On 04/19/2015 05:42 PM, BartC wrote:
So I'm aware of some of the things that are involved. (BTW that project worked reasonably well, but I decided to go in a different direction: turning "J" from a mere syntax into an actual language of its own.)
Something you might try with your new language is to have an editor that can parse the source text to a tokenised "text" data file. It should be a fairly direct text to text translation, so putting it into the editor should be doable.
Once you get that far, you can add pluggable token parsers to the editor that can unparse the token files to a specific user format for editing, and reparse it back to the standardised token file for storage. Now the users can choose a customised dialect of your language. And the compiler will work on a single token file type.
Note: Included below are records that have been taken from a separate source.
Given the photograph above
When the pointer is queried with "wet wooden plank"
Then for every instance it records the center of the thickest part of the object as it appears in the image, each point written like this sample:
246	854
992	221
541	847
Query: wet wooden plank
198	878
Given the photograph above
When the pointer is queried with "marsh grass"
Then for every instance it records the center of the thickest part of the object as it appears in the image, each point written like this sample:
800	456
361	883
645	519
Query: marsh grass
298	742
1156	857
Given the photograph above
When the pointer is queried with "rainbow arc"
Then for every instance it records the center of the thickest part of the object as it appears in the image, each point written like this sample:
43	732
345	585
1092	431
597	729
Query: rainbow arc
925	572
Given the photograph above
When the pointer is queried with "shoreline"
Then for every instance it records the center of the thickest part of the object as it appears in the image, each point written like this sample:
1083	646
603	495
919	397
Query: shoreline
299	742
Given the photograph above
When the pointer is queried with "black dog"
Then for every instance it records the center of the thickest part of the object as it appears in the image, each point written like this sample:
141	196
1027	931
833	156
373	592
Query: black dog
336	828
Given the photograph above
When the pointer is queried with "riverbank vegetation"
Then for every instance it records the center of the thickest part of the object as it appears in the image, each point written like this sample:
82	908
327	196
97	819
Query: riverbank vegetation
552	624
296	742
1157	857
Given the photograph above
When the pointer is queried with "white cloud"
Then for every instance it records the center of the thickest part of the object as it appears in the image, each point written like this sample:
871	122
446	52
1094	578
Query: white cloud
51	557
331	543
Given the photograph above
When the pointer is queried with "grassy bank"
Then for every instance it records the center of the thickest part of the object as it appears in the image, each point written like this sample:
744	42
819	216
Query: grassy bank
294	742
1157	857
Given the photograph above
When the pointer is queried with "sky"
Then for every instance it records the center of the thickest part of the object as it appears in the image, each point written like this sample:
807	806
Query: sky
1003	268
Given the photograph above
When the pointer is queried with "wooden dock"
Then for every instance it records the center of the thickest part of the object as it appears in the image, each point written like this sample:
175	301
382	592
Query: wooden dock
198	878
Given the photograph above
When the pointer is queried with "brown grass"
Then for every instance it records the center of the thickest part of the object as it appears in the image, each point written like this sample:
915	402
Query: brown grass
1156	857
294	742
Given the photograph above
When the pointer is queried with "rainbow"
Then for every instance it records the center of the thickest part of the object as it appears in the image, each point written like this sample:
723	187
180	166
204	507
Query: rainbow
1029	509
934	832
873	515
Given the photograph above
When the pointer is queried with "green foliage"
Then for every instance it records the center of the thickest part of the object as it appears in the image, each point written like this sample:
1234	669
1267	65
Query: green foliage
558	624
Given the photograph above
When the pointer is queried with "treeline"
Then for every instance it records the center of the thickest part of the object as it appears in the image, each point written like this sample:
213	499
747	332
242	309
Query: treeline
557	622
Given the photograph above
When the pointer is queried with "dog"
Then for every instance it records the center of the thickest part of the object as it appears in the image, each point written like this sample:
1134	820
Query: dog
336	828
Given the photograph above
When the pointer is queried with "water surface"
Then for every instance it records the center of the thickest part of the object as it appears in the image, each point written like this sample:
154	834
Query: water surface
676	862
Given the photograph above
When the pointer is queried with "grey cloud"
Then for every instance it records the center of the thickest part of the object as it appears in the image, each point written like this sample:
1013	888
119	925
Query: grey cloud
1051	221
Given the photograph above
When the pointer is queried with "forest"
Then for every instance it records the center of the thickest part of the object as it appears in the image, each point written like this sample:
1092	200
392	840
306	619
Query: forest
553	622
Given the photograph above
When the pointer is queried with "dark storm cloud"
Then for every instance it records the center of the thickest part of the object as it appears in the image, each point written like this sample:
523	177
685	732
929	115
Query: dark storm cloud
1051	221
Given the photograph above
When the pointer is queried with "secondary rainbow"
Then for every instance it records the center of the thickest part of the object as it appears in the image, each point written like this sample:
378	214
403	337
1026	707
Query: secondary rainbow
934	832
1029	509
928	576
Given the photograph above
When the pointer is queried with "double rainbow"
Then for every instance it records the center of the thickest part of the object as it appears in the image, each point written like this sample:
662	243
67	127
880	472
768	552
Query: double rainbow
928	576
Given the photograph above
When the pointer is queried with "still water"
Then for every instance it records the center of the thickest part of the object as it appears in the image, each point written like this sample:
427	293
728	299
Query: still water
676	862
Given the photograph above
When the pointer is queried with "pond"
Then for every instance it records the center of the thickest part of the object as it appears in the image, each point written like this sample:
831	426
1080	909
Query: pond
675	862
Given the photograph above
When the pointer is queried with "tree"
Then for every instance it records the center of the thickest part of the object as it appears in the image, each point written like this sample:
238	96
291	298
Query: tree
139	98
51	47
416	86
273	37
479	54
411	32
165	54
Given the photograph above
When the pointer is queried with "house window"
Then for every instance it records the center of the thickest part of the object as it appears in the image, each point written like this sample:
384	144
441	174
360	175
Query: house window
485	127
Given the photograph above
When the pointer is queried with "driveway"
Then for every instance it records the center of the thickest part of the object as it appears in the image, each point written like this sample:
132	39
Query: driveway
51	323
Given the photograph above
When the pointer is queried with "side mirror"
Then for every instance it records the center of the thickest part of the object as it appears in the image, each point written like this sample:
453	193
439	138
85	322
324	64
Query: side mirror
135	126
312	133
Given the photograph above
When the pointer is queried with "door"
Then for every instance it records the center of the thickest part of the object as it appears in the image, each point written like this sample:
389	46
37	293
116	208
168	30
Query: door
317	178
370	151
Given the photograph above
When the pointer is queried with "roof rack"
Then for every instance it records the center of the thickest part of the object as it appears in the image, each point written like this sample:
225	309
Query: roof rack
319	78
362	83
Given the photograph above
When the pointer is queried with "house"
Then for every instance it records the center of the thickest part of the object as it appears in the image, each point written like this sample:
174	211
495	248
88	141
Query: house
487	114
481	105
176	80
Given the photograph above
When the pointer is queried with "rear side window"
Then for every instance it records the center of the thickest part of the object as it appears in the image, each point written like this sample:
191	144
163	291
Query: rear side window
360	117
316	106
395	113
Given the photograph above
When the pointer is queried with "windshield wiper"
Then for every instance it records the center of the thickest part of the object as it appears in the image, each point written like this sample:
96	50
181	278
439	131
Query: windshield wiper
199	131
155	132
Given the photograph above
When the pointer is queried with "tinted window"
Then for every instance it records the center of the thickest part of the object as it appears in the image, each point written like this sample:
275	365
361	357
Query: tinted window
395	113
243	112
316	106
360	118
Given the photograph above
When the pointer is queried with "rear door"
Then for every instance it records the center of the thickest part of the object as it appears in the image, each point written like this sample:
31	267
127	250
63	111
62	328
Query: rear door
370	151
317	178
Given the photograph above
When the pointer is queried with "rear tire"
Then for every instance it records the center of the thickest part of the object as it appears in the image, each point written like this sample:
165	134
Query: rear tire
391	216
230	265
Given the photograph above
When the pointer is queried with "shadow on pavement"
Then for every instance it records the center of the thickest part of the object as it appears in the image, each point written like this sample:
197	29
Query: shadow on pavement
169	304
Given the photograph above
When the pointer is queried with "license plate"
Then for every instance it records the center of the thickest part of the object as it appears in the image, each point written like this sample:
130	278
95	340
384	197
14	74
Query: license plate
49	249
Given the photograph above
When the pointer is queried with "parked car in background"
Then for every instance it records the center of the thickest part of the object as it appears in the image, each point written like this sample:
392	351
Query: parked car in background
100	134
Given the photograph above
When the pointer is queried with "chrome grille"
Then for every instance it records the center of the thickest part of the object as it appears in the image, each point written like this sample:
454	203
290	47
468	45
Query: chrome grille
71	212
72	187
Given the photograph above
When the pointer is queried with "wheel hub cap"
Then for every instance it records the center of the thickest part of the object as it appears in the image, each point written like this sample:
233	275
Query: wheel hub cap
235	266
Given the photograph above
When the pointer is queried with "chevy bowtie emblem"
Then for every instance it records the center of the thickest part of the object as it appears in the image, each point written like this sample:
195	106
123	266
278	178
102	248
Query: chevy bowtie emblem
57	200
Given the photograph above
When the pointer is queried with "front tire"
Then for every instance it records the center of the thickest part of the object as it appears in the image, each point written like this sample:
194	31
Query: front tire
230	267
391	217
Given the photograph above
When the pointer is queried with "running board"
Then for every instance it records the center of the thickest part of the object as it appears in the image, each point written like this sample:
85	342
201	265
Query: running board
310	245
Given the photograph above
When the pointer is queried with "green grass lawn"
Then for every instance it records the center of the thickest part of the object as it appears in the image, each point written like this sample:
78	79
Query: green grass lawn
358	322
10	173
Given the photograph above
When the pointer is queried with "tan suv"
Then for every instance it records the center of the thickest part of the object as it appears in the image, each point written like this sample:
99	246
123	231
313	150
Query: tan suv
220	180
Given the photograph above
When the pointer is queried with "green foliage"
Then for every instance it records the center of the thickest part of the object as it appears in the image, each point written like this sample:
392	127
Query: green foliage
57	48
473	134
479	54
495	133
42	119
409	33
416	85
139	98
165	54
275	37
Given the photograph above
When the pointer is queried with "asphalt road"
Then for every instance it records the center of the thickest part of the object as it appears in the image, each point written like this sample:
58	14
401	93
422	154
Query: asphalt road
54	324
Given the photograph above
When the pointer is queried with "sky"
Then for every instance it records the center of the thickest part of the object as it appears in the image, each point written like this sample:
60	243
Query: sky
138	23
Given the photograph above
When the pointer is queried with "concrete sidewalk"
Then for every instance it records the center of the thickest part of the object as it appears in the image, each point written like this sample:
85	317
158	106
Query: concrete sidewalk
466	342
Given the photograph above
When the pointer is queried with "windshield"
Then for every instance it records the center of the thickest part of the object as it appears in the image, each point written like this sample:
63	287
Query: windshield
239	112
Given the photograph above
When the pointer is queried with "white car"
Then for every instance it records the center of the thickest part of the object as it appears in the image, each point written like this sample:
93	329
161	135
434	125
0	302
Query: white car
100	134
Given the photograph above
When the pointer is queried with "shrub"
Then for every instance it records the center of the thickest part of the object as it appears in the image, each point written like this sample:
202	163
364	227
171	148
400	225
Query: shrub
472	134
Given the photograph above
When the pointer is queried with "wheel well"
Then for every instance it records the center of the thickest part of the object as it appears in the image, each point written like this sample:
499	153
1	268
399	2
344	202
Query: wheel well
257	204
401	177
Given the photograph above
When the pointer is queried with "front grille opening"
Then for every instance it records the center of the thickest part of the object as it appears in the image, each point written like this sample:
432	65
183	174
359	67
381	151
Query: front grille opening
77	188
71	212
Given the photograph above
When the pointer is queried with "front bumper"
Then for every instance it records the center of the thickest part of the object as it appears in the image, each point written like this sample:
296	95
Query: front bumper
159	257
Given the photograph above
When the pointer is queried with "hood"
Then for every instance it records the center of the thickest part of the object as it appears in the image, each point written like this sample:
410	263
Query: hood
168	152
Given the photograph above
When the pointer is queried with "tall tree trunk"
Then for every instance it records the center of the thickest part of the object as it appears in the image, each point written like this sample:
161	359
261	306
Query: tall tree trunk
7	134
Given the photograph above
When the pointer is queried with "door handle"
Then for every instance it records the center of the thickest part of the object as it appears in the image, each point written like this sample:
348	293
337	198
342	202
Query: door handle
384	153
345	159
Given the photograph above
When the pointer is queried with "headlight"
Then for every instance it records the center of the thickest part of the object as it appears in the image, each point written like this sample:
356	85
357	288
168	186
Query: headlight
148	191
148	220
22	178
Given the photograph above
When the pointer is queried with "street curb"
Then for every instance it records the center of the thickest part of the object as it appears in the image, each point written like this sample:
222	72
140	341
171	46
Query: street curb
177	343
This will also remove the need for pretty printers and formatters as they will be built into the editors pluggable token parser. Just have the editor tokenise and then immediately untokenise and you just checked for syntax errors and reformatted the program. The highlighter could also work with the token parser as well. The only catch is how to handle compile and run time errors. The editor will need to read an error file and translate it back to the source. I think it's doable but it will be tricky to get it to work well.
The reason to make the split at tokens is, it's at a stage that most of what is needed is already in a text editor.
The token file format becomes the bridge that spans the gap between the user/editor and the compiler/interpreter.
Then your compiler/interpreter is all implementation details that work on a single standardised token file format rather than unformatted text files.